Musical innovators, Red Snapper, have announced that they will release a new album on Lo Recordings on the 20th of October 2023.
‘Live at The Moth Club’, the follow up to 2022’s acclaimed ‘Everybody Is Somebody’ long player, features nine tracks from a vast and impressive back catalogue on Warp Records and Lo Recordings and captures perfectly the energy of their celebrated sold out London show from May 2022 in Hackney.
With an incredible and genre bursting career that spans nearly thirty years, the new album demonstrates the band’s ability to constantly rework classic and new tracks, keeping them impassioned, experimental and relevant. The collection includes a version of ‘Suckerpunch’ which originally appeared on their 1998 album ‘Making Bones’ and will now be released as a single on the 15th of September 2023.
Notorious for casting convention aside, and remaining one of the UK’s most forward thinking and rule breaking live bands, Red Snapper embrace a unique blend of live, euphoric Afro-Jazz, Future Funk, Dub, Dark Hip-Hop and fragile soundscapes.
Formed in 1994, the original line up of Rich Thair (drums), Ali Friend (double bass) and David Ayers (guitar) released three EPs on Rich Thair and Dean Thatcher’s label Flaw Recordings. The first EP ‘Snapper’ featured Beth Orton on vocals.

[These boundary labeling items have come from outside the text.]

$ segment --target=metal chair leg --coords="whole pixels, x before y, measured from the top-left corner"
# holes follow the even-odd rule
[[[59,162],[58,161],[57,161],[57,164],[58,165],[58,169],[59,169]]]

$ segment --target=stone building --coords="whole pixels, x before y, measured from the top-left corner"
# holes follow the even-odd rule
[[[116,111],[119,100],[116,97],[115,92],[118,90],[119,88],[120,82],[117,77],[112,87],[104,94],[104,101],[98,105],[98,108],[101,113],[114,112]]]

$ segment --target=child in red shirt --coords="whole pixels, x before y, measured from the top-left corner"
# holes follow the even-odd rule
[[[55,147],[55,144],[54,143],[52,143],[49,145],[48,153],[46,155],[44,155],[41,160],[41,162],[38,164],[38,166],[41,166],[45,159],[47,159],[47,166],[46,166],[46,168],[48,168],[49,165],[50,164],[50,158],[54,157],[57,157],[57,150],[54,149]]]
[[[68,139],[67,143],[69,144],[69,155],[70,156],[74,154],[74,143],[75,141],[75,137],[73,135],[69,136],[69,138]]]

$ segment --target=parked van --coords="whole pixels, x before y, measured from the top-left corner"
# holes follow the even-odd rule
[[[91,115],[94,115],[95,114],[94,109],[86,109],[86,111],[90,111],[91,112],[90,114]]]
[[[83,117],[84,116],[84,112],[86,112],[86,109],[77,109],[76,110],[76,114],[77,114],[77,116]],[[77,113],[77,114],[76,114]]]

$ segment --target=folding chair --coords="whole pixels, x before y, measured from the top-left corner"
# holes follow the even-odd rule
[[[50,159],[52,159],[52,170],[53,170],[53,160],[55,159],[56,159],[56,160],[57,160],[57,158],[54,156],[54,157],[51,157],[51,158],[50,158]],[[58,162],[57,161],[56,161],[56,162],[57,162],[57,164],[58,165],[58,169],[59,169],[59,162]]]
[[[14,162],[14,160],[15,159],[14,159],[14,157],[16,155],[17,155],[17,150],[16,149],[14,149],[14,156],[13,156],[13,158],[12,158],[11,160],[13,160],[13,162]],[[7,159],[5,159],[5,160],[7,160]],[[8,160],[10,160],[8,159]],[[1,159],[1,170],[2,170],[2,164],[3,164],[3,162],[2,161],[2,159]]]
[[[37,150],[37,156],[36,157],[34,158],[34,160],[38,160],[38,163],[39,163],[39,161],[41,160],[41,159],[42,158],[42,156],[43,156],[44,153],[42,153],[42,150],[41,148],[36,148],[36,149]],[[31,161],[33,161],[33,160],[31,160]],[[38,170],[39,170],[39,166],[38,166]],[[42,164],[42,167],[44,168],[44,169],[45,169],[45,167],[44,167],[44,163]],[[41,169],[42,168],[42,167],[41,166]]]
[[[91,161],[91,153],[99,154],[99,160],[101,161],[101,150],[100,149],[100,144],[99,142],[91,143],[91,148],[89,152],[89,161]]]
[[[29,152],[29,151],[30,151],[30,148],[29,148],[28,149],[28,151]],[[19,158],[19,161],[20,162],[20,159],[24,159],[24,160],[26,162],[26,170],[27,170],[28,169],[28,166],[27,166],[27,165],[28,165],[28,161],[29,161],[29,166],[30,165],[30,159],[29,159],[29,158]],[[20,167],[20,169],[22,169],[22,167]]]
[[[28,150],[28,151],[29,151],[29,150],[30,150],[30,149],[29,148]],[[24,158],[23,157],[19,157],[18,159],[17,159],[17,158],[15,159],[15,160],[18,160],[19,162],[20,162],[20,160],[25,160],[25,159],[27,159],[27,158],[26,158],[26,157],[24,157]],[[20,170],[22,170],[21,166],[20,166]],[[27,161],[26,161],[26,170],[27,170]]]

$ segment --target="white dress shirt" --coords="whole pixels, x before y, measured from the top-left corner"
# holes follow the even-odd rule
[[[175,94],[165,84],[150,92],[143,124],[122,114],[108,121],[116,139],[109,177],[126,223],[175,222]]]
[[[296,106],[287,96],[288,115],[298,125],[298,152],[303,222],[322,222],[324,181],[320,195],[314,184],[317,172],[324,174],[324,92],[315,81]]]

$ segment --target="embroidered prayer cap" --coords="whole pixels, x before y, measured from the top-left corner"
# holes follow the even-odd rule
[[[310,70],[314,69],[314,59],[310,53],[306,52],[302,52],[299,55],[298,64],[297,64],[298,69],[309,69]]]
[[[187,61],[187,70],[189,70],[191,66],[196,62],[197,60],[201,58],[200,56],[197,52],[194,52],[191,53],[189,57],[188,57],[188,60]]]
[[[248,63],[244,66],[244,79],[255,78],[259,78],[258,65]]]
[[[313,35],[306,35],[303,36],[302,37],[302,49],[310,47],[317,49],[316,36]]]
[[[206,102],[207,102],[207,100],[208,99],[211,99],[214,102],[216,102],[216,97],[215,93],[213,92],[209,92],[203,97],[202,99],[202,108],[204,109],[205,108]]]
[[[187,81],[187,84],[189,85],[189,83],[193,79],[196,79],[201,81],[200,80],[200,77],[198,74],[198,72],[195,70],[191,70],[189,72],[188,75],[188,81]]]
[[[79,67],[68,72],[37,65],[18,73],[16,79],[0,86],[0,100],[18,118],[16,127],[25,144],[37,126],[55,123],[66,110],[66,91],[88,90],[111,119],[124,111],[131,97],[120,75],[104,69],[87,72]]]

Over the initial years the band released the sonically pioneering albums; ‘Reeled and Skinned’, ‘Prince Blimey’, ‘Making Bones’ and ‘Our Aim Is To Satisfy Red Snapper’ (Warp records), touring globally and supporting the likes of Massive Attack, Bjork, The Prodigy, De La Soul and The Fugees. They also acquired a reputation for innovative and expansive remixing – reworking tunes by Trouble Funk, David Holmes, Sabres of Paradise, Garbage, Lamb, S-Express and Edwyn Collins amongst others.
Since then the band have released the eponymous ‘Red Snapper’ and ‘A Pale Blue Dot’ on Lo Recordings followed by ‘Key’ on V2 Records which featured the track ‘Spikey’ which was on the soundtrack for El Camino, the Netflix Breaking Bad film directed by Vince Gilligan in 2019.
In 2013 Red Snapper composed a new soundtrack to the 1970’s Senegalese, psychedelic road movie Touki Bouki which had been restored by Martin Scorsese. The band toured Europe performing the soundtrack live to the film, culminating in the celebrated sell-out show at The Queen Elizabeth Hall on London’s Southbank. In 2014 the album ‘Hyena’ was released on Lo Recordings featuring all the music from their original film score.